I was not sponsored by Spectrum when I wrote my cookbook. But I did use Spectrum products. At that time, there was no mention of bottling along with nut and peanut oils on their labels. I used their oils, because I and my publisher thought they had the lowest risk of cross-contamination due to their strict cleansing practices (which i still believe to be true). Again, they go so far as to say on their website:

"Spectrum has never had an allergy problem arise from the use of its oils."

After my book came out, they wished to sponsor me. But labels have changed in the past year. And due to this, I have been hesitant to recommend any of their products but the Organic All Vegetable Shortening. The reason I have continued to use this shortening in my recipes is because it is the only soy-free, dairy-free, tree nut-free, peanut-free shortening on the market (that I have found). I have been told on repeated occasions that it is manufactured and also packaged in Columbia, not in the US in the bottling plant with the Nut Oils. I was last told this in May, 06. However, they can not promise that it is 100% risk free (as nobody really can). When I called Hain Celestial again today, they wouldn't give me any info at all, saying that consumer relations is not privy to information about where a product is packaged, and that they will not guarantee that it's risk free. Smart for them, but extremely frustrating for all of us. I wish I could find just one vegetable oil or shortening product that was 100% risk free of every possible allergen, but I can't make that promise, because nobody can make it to me. So ultimately, it's up to every individual to call manufactures on their own (as I've said many times before), to ask about the GMP, and HACCP....

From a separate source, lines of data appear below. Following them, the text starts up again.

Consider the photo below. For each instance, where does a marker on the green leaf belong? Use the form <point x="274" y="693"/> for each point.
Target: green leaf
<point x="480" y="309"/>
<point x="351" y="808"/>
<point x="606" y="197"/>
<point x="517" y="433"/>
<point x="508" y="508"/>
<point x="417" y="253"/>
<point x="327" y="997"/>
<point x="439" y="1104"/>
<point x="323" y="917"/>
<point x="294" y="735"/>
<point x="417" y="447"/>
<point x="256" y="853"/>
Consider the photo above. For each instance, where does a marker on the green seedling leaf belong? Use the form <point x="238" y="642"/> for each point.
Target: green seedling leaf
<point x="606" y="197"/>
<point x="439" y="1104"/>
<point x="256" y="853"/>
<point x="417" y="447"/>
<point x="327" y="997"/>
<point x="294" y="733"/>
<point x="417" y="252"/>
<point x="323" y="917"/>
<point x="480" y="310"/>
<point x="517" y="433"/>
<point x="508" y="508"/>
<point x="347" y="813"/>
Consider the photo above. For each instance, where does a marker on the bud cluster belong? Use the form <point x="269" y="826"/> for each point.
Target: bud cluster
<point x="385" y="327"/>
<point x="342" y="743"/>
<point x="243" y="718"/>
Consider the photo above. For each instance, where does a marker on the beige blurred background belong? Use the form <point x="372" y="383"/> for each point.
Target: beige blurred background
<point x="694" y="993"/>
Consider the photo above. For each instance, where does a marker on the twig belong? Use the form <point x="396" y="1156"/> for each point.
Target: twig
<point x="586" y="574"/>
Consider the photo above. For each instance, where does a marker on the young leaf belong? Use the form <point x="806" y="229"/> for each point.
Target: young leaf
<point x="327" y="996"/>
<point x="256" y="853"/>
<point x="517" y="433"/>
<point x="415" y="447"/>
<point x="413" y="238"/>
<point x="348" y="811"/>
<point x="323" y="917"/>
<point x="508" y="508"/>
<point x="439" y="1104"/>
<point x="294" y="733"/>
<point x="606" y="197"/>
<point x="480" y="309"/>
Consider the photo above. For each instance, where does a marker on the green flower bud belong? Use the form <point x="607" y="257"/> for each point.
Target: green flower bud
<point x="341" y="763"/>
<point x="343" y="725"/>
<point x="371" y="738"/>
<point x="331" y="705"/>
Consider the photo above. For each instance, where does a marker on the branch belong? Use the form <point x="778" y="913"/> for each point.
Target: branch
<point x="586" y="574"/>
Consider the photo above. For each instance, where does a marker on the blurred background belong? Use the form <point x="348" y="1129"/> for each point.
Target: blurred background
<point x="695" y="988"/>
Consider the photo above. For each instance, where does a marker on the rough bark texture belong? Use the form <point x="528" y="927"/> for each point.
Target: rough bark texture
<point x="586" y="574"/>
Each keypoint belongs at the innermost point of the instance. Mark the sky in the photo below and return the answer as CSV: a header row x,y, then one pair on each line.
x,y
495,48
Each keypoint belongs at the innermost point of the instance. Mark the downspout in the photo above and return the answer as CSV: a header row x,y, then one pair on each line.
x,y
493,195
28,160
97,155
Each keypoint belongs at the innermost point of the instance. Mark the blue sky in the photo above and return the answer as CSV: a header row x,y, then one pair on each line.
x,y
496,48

I am trying to help you, not harm you. Only you know what your own comfort level is, and how severe your or your loved one's allergy is. Not to mention the fact that manufacturing practices change frequently, sometimes on a weekly basis. So even if I know something this week, I won't know if it's true next week.

I think the most important thing to do is to try to be educated. Learn these manufacturing terms. But most importantly, make sure you always have epi-pens, and that whomever is taking care of your child has epi-pens, and truly knows how to use them. Because there is no way to live a completely risk-free life, but we can be prepared, if the risk suddenly presents itself.